Старый клоун пробовал подслушать, но за дверью было так тихо. Слышались только заглушенные вздохи.

Так не готовятся к бенефису, но, может быть, так готовятся к смерти?

9

Старый клоун встретил Ленору у дверей конюшни и вкрадчиво спросил ее, дрессируя слона:

– Ленора! Отчего не слышно, как вы упражняетесь, готовясь к своему бенефису?

– Чудак! – ответила она, усмехнувшись. – Вы хотите слышать, как летают по воздуху?

– Ленора! – умоляюще воскликнул он. – Ленора! Откройте мне, какую штуку вы готовите?

Она подняла свои побледневшие брови и, жутко отчеканивая, сказала:

– Головоломную.

Он долго вспоминал это слово. Какое-то странное дуновение пробежало по воздуху, колыхнуло волосы.

Может быть, слон вздохнул?

10

День бенефиса приближался.

Уже готова была гигантская афиша, на которой было написано огромными буквами, красными, как кровь, и черными, как смерть: «Мадемуазель Ленора, вопреки всяким законам тяготения, перелетит по воздуху через весь цирк.

Цены бенефисные. Без сетки».

Последние два слова относились к полету, а не к ценам, и были написаны в конце по ошибке и недосмотру. Но тем мучительнее было производимое ими впечатление, и странно переплетались буквы, красные, как кровь, и черные, как смерть. Без сетки.

11

Утром, в день бенефиса, директор позвал к себе бледную Ленору и сказал ей:

– Ленора! Цены я назначил тройные. Сбор в твою пользу. Но если что-нибудь… словом, в случае твоей смерти сбор целиком поступает ко мне.

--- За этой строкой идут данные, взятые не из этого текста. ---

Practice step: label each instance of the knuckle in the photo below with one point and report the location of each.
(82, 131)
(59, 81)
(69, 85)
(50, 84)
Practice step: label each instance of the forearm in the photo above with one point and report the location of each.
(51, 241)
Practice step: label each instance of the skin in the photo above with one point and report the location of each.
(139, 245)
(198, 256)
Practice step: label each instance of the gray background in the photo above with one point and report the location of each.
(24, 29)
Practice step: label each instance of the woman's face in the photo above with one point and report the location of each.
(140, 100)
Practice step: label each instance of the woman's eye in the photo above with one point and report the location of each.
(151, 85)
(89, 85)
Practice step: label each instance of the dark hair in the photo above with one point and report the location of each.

И он улыбнулся. Улыбка смерти… Ленора молча кивнула головой и вышла.

Она надела плащ и, закутав голову в черный платок, пошла на окраину города, к вдове портного, живущей в хорошеньком домике с огородом, приносящим пользу и удовольствие.

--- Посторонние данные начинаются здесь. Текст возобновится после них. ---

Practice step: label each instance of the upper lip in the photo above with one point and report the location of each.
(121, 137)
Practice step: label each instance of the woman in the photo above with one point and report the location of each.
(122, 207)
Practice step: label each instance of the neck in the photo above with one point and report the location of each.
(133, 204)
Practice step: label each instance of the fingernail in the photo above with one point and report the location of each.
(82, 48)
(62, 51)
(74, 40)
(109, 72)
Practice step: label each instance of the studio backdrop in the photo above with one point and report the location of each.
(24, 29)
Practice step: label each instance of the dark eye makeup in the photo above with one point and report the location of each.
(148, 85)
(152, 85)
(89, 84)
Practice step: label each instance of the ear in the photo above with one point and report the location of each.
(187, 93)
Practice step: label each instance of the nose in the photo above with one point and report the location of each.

Она недолго пробыла там, и о чем говорила с вдовой портного, неизвестно. Но вышла она с просветленным лицом.

12

Наступил вечер. Зажгли лампы и фонари. Темная масса народа прихлынула к дверям цирка и стала медленно вливаться в его открытые двери, напоминавшие пасть странного чудовища, у которого внутри светло.

Поднимали головы, смотрели на красные и черные буквы и улыбались, как нероновские тигры, которым дали понюхать христианина. Волнуясь и торопясь, рассаживались по местам.

У самой арены толпились репортеры, поздравляли друг друга. Один из них, молоденький новичок, задорно усмехнувшись, сказал странные слова:

– А я, признаться сказать, уже сдал заметку вперед. Написал, что подробности после.

Товарищи взглянули на него завистливо.

13

Началось представление.

Публика была рассеянна и равнодушна. Ждали последнего номера, обещанного красными и черными буквами. Смертью и кровью.

Вот вышел любимец публики, старый клоун.

Но ни одна шутка не удалась ему. Что-то волновало и мучило его, и он не заслужил аплодисментов, несмотря на то что дважды задел честь мундира околоточного надзирателя.

Вернувшись в конюшню, он вытащил какой-то черный ящик и стал прилаживать к нему крышку.

14

Она вышла бледная и спокойная. Прост был ее наряд. На груди, у сердца, была приколота засохшая ветка ландыша. Это было единственным ее украшением. В остальном, повторяю, наряд ее был чрезвычайно прост.

Скрипки (что им делается!) зарядили свое:

Amour! Amour!
Jamais! Toujours!

Она тихо повела глазами, осматривая толпу. Вздрогнула и замерла.

В первом ряду, на обычном месте, тускло блестел и переливался цилиндр.

Она склонила голову.

– Ave Caesar![3]

И медленно поднялась наверх, под самый купол цирка.

Сейчас! Сейчас!

Зрители вскочили с мест, беспорядочно толпясь у самой арены, боясь пропустить малейшее движение там, наверху.

Музыка смолкла. Толпа замерла. Чуть слышно скрипели сухие перья репортеров.